XXIV

No dándose por vencido el aragonés, pidió permiso al jefe del convoy para agregarse a él, decidido a poner sitio en regla a la fiereza de la monjita. Siguieron todo aquel día por sendas y vericuetos, y en el descanso de los carros a la caída de la tarde, hallándose junto a Gorria, que se agravaba de un modo alarmante, vio a las dos monjas en los carros delanteros, y platicando con ellas a Mariano Zapico, el veedor o contadorcillo del Cuartel Real, que D. Fructuoso le había designado como competidor suyo en la comisión de atrapar a la volandera .

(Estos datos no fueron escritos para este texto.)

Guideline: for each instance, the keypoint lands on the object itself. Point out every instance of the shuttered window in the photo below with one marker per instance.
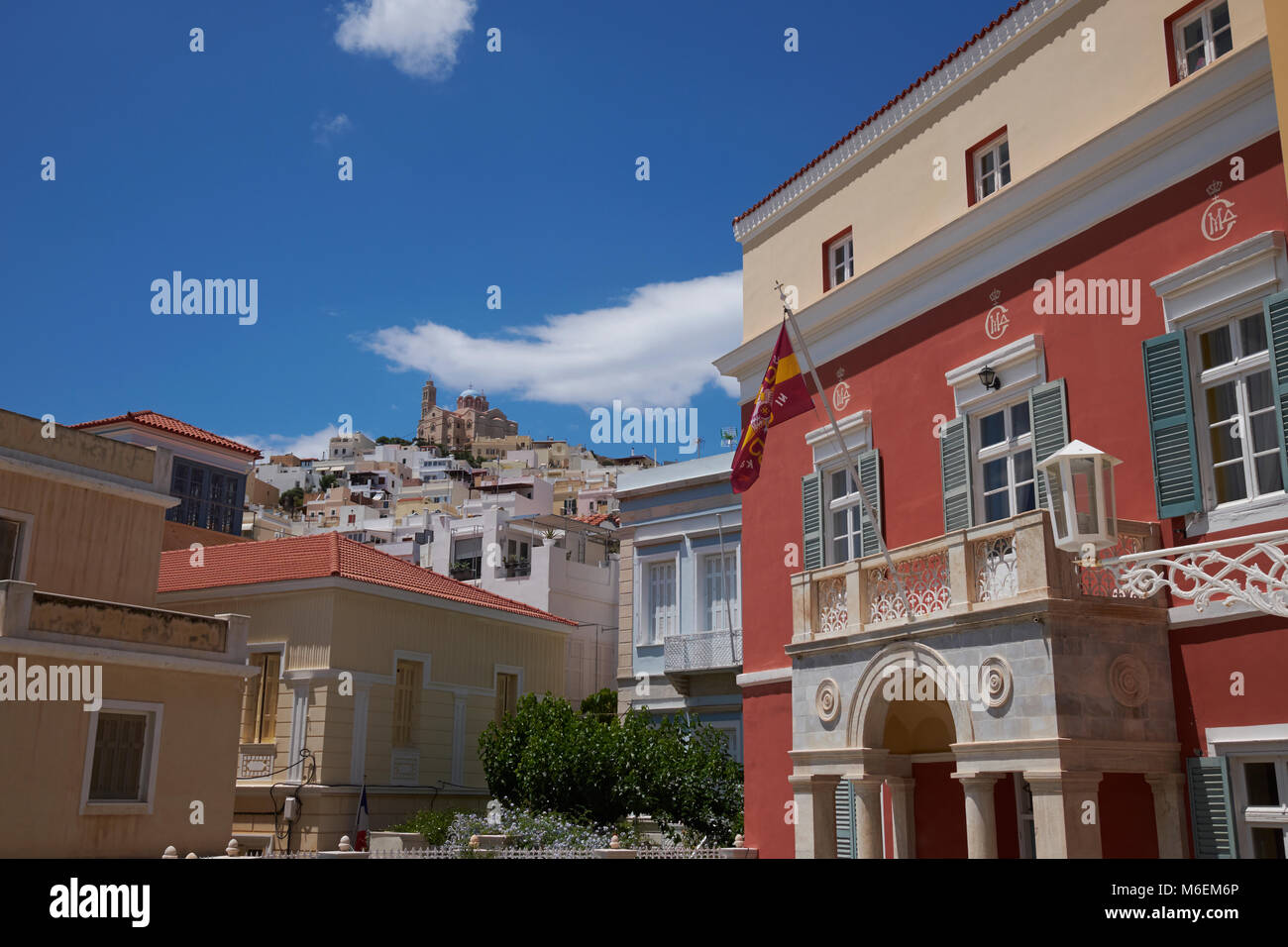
(850, 531)
(119, 757)
(954, 464)
(259, 706)
(407, 684)
(662, 612)
(1210, 808)
(506, 694)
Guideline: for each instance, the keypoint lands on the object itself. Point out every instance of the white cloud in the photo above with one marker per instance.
(655, 348)
(325, 129)
(421, 37)
(300, 445)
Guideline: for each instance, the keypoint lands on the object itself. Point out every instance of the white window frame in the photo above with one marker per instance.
(647, 565)
(1257, 744)
(995, 149)
(735, 611)
(1009, 449)
(26, 527)
(1209, 42)
(1236, 369)
(846, 264)
(149, 763)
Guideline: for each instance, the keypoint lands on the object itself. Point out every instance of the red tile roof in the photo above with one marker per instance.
(884, 108)
(151, 419)
(317, 557)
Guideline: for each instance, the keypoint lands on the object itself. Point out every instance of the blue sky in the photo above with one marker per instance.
(471, 169)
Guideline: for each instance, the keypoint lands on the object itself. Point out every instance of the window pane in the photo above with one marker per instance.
(1267, 843)
(1022, 467)
(997, 506)
(1223, 43)
(995, 474)
(1215, 347)
(1269, 474)
(1252, 334)
(1229, 483)
(1193, 33)
(992, 429)
(1223, 402)
(1020, 419)
(9, 532)
(1025, 497)
(1262, 788)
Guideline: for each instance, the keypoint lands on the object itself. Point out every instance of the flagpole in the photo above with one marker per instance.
(854, 468)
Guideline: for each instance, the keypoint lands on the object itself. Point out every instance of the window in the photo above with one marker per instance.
(838, 260)
(1198, 37)
(407, 681)
(845, 513)
(506, 694)
(1237, 408)
(11, 548)
(720, 587)
(1005, 463)
(210, 497)
(991, 166)
(259, 703)
(662, 612)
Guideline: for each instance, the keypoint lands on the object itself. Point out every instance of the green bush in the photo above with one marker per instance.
(549, 758)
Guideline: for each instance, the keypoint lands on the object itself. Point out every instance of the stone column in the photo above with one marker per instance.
(980, 814)
(1170, 818)
(815, 814)
(867, 817)
(905, 815)
(1063, 823)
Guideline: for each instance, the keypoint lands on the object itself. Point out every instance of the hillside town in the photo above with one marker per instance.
(991, 565)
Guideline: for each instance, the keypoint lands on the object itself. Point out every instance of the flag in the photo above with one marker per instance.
(364, 823)
(782, 395)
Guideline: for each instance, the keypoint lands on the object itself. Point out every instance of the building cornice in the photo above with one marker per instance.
(1150, 151)
(931, 90)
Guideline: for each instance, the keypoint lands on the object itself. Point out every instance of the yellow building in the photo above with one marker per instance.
(116, 720)
(375, 673)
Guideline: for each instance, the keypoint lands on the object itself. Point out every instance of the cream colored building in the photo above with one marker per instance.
(382, 672)
(143, 763)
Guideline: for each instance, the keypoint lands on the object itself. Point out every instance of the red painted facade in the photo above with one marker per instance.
(901, 377)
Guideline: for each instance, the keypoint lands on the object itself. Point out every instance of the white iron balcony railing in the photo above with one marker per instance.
(986, 567)
(707, 651)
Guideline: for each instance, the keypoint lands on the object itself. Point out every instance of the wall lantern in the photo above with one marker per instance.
(1081, 497)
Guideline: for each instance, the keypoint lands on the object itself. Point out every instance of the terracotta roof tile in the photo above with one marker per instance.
(884, 108)
(151, 419)
(317, 557)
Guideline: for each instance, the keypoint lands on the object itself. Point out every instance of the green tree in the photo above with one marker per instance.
(549, 758)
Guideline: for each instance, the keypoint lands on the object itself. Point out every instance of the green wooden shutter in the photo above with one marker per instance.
(811, 519)
(954, 466)
(845, 819)
(1050, 420)
(1210, 808)
(1276, 333)
(870, 478)
(1171, 425)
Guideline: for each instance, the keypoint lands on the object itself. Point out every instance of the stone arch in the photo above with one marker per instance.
(868, 709)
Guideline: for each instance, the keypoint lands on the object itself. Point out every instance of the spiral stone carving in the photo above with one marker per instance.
(1128, 681)
(995, 681)
(827, 701)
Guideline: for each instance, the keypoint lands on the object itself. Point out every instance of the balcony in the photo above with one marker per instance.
(983, 569)
(707, 651)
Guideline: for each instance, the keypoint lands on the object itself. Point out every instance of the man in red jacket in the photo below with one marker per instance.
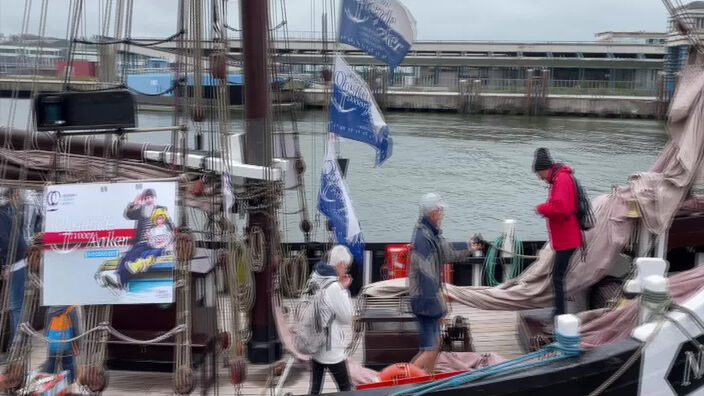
(560, 210)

«Este mentecato -se dijo-, practica el espionaje por su cuenta, y sabrá congraciarse con el Consejero, llevándole mil enredos y fábulas novelescas. Veo que asedia a la monjita Ulibarri. Trabajo le mando: es una fierecilla. Cuando vivía en el siglo, sus padres no podían aguantarla: le conocí lo menos doce novios; con todos reñía, y les hacía reñir unos contra otros; traía revuelto al pueblo, y por causa de ella llovían puñaladas. De pronto le dio la ventolera por la religión... El fuego de su alma apasionada escapábase por aquel registro. Sus padres vieron el cielo abierto cuando la chiquilla manifestó tal vocación, y acelerando los preparativos por temor de que se arrepintiera, metiéronla en las dominicas de Los Arcos... Es organista y cantora. Sigámosla hasta que cante... que al fin cantará».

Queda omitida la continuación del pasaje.